A Generalized Version of Chung's Lemma and its Applications
Li Jiang, Xiao Li, Andre Milzarek, Junwen Qiu
TL;DR
This work introduces a generalized Chung's Lemma that accommodates a broad class of step-size rules by analyzing a recursion of the form $a_{k+1}\le(1-1/s(b_k))a_k+1/t(b_k)$ with convex rate mappings $r=b\mapsto s(b)/t(b)$. Leveraging this tool, the authors derive non-asymptotic convergence rates for stochastic gradient methods under the $(\theta,\mu)$-Polyak-Lojasiewicz condition for exponential, cosine, constant, and polynomial step sizes, with both SGD and random reshuffling. A key contribution is the splitting technique and an extension lemma that enable handling non-polynomial schedules and partial applicability across iterates, leading to rates that are explicit in the PL exponent $\theta$ and adapt to landscape and gradient-noise characteristics, notably showing exponential steps achieve landscape and noise adaptivity. The results unify and extend existing non-asymptotic analyses, providing practical rate bounds and insights into step-size design for stochastic optimization in nonconvex settings.
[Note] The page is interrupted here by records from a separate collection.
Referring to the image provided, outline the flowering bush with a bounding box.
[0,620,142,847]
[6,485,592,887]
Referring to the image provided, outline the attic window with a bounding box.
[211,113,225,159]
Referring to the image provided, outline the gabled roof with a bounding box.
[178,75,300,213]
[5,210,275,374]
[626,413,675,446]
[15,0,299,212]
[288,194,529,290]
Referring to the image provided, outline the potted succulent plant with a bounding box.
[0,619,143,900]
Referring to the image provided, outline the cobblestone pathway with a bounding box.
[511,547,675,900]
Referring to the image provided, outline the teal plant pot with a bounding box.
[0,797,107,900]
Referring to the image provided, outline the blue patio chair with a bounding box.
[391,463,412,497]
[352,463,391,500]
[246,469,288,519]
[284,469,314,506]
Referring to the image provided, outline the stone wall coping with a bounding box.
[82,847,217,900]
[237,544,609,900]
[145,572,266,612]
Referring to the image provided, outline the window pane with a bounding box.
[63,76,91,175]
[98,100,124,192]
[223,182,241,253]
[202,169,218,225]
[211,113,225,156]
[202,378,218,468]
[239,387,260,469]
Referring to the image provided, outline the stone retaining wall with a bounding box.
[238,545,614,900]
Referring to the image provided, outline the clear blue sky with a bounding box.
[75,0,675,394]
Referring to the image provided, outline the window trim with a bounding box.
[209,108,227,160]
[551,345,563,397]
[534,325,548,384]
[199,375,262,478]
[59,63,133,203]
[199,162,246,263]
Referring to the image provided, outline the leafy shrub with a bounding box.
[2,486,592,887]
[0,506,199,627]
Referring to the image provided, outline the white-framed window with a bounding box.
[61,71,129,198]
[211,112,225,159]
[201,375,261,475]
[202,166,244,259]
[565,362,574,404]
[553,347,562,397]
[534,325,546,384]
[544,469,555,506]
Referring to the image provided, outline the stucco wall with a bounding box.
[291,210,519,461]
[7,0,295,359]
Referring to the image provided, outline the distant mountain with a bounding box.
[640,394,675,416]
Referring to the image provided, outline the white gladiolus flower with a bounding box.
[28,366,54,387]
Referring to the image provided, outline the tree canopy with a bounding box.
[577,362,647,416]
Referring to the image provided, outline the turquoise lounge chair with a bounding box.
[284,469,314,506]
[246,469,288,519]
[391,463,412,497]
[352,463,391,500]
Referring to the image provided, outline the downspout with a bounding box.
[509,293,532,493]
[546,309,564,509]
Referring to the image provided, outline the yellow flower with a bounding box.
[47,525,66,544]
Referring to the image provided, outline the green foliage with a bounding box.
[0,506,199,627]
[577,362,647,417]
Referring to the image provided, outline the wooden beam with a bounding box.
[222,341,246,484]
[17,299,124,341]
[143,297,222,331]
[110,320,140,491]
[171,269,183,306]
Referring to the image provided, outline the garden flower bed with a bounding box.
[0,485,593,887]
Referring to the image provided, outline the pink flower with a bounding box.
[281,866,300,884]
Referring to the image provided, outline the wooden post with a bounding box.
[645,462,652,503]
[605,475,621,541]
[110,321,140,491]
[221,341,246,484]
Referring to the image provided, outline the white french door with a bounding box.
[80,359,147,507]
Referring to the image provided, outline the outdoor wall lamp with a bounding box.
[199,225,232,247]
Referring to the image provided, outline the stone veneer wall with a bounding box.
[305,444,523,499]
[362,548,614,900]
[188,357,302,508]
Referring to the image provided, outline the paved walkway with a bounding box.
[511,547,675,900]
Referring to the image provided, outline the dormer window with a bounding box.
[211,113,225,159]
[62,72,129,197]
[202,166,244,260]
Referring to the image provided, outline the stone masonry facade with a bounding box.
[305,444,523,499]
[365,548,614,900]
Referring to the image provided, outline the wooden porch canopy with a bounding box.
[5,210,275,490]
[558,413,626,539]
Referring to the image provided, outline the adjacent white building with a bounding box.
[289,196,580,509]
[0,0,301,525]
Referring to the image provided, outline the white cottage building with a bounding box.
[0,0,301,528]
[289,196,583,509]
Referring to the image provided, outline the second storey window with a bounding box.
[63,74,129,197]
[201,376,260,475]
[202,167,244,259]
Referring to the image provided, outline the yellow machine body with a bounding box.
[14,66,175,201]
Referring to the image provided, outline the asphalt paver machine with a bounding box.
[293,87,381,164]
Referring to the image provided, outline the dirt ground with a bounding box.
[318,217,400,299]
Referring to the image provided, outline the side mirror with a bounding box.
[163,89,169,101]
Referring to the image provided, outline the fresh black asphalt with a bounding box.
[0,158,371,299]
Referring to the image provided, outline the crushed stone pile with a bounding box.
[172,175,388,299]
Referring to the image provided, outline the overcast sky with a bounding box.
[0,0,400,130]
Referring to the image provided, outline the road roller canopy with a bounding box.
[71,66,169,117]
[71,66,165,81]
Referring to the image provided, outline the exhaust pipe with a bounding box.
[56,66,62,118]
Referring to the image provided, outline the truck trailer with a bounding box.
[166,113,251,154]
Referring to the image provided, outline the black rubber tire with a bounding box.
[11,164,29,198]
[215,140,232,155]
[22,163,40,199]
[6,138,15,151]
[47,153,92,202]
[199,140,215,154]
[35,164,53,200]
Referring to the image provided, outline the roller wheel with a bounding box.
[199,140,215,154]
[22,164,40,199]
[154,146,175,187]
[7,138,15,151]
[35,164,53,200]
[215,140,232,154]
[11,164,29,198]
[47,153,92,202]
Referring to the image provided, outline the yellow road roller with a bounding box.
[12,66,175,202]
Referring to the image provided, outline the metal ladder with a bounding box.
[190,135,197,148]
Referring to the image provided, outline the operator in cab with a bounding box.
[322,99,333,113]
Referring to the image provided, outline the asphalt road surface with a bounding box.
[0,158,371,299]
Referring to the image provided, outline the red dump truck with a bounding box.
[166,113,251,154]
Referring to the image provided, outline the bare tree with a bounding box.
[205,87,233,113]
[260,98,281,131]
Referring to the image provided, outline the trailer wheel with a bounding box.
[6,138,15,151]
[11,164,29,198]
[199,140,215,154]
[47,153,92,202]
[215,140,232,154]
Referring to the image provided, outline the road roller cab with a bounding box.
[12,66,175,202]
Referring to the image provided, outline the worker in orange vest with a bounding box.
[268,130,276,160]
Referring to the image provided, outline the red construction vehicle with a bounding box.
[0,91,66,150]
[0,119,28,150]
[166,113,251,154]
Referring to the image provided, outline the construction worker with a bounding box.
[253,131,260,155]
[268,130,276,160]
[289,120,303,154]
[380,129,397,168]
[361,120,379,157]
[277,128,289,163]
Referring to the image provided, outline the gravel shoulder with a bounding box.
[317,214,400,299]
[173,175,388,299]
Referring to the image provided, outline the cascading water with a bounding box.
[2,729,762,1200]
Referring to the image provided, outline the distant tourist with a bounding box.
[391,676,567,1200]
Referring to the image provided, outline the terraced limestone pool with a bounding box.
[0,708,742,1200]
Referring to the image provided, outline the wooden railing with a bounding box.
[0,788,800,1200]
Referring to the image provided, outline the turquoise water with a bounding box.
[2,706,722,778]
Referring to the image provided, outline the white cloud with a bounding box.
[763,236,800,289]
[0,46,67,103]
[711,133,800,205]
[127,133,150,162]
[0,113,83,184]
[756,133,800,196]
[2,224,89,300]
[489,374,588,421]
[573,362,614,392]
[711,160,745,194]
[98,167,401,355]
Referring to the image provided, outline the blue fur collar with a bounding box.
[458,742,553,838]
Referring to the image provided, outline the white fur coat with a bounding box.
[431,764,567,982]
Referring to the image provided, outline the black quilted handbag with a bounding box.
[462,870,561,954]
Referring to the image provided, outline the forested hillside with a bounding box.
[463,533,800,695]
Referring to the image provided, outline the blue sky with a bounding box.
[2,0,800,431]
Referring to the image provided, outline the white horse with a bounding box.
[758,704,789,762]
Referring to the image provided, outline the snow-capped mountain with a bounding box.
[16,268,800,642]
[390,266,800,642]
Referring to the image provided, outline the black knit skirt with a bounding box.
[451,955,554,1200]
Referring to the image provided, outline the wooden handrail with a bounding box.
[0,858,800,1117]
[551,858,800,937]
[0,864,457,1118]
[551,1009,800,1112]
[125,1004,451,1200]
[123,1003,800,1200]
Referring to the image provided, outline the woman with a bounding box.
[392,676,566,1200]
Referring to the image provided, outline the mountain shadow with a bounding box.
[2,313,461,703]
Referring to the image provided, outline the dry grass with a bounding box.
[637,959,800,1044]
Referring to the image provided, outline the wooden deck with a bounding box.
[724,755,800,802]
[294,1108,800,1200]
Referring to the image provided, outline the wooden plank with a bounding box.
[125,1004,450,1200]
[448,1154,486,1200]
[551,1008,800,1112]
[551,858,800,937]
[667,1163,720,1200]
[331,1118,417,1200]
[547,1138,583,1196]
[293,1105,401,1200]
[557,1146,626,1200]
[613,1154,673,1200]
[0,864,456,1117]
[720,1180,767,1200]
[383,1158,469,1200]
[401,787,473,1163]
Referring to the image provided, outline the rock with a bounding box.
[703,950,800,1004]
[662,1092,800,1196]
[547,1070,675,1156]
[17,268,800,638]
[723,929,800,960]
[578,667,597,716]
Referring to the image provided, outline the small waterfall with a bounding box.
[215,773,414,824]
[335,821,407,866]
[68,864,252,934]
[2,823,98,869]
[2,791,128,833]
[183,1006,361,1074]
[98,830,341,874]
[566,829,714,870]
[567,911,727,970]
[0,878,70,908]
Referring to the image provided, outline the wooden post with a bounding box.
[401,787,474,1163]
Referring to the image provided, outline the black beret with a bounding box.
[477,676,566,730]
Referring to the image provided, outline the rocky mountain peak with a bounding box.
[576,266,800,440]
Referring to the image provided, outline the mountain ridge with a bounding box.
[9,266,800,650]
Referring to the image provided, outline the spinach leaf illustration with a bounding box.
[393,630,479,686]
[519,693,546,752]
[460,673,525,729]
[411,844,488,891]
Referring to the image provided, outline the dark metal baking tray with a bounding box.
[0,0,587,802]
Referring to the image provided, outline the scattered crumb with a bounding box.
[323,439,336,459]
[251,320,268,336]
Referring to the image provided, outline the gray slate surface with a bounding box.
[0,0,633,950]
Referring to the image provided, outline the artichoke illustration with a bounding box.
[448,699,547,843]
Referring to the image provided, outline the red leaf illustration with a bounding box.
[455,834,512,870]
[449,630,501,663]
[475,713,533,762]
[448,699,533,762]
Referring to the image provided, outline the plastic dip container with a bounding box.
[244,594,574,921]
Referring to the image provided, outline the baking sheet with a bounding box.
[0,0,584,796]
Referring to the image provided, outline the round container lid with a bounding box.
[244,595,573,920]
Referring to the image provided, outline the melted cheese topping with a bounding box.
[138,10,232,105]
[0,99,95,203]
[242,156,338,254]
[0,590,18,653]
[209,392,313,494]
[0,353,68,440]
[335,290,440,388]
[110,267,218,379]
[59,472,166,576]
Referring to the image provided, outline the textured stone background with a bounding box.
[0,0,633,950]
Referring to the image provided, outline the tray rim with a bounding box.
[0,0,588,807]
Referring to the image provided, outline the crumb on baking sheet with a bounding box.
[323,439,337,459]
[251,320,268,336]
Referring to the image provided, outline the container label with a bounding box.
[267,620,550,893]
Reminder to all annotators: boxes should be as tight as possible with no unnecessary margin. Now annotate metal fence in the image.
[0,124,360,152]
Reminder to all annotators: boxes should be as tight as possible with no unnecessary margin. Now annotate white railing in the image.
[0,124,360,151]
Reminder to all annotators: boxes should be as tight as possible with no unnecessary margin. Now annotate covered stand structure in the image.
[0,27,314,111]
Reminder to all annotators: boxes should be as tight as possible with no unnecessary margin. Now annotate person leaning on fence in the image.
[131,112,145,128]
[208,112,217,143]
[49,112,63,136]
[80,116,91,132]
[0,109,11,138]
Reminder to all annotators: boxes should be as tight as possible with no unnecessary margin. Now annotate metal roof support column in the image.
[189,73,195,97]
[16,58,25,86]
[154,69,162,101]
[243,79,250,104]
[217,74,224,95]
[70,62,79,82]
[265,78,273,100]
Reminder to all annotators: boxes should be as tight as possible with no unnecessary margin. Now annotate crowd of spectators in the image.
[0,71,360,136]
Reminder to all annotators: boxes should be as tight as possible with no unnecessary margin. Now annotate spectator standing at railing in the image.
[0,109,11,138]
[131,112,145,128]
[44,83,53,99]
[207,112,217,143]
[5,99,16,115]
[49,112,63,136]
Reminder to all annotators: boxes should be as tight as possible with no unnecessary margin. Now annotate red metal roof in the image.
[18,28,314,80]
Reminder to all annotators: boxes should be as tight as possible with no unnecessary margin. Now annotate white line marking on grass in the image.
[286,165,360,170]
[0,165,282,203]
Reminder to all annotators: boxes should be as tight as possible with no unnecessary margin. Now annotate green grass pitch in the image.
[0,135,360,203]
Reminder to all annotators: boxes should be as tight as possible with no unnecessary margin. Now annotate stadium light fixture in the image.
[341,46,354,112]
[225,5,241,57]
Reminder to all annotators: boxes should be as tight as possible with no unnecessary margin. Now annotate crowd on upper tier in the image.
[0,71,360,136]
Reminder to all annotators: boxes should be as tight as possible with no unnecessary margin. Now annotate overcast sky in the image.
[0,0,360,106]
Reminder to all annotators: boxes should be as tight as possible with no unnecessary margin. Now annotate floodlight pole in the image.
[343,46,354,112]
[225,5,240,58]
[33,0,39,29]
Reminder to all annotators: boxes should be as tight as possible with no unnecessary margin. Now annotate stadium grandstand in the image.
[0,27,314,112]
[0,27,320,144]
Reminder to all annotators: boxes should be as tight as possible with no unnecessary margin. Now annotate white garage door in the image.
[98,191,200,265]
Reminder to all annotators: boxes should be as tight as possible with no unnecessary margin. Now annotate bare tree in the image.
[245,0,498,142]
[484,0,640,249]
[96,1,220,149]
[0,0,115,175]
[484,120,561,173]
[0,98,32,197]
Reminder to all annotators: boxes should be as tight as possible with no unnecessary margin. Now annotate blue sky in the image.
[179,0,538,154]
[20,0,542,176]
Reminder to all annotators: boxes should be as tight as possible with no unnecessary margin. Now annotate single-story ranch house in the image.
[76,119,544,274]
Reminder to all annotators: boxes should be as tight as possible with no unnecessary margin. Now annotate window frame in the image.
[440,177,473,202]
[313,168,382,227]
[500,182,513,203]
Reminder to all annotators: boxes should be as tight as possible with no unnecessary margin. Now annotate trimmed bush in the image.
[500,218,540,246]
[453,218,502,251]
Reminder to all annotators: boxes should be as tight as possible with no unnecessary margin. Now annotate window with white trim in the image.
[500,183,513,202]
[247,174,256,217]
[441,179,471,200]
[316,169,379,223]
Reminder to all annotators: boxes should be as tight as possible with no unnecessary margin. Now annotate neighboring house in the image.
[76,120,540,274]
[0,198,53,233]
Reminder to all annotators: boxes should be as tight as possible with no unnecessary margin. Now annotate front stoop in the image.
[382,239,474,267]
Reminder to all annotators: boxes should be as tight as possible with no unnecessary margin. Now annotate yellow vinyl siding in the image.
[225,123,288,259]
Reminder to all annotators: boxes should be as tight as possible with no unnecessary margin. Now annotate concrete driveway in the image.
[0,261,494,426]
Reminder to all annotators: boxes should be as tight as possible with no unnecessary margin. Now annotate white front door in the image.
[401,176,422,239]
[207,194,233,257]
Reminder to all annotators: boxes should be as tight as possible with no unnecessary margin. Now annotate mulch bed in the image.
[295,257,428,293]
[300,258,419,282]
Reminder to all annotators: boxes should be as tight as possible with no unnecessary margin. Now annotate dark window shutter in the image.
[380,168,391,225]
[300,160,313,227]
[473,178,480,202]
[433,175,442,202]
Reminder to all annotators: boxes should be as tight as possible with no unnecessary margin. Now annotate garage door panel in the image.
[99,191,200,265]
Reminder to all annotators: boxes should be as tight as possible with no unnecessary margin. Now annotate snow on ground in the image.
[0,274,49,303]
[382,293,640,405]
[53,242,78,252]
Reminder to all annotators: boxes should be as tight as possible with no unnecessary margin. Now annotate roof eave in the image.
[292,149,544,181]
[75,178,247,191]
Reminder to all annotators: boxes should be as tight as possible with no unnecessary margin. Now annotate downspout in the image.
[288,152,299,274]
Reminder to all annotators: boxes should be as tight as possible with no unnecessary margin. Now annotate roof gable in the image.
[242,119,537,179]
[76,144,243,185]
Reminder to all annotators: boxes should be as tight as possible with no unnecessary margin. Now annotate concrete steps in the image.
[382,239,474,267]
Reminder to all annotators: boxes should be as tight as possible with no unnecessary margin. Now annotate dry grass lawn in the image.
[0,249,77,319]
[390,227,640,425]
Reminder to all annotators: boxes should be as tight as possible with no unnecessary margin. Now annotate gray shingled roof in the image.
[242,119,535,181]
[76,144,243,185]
This framework offers a systematic approach to certify convergence rates under general step-size dynamics, with clear implications for algorithmic tuning in large-scale learning problems.
Abstract
Chung's Lemma is a classical tool for establishing asymptotic convergence rates of (stochastic) optimization methods under strong convexity-type assumptions and appropriate polynomial diminishing step sizes. In this work, we develop a generalized version of Chung's Lemma, which provides a simple non-asymptotic convergence framework for a more general family of step size rules. We demonstrate broad applicability of the proposed generalized lemma by deriving tight non-asymptotic convergence rates for a large variety of stochastic methods. In particular, we obtain partially new non-asymptotic complexity results for stochastic optimization methods, such as Stochastic Gradient Descent (SGD) and Random Reshuffling (RR), under a general $(θ,μ)$-Polyak-Lojasiewicz (PL) condition and for various step sizes strategies, including polynomial, constant, exponential, and cosine step sizes rules. Notably, as a by-product of our analysis, we observe that exponential step sizes exhibit superior adaptivity to both landscape geometry and gradient noise; specifically, they achieve optimal convergence rates without requiring exact knowledge of the underlying landscape or separate parameter selection strategies for noisy and noise-free regimes. Our results demonstrate that the developed variant of Chung's Lemma offers a versatile, systematic, and streamlined approach to establish non-asymptotic convergence rates under general step size rules.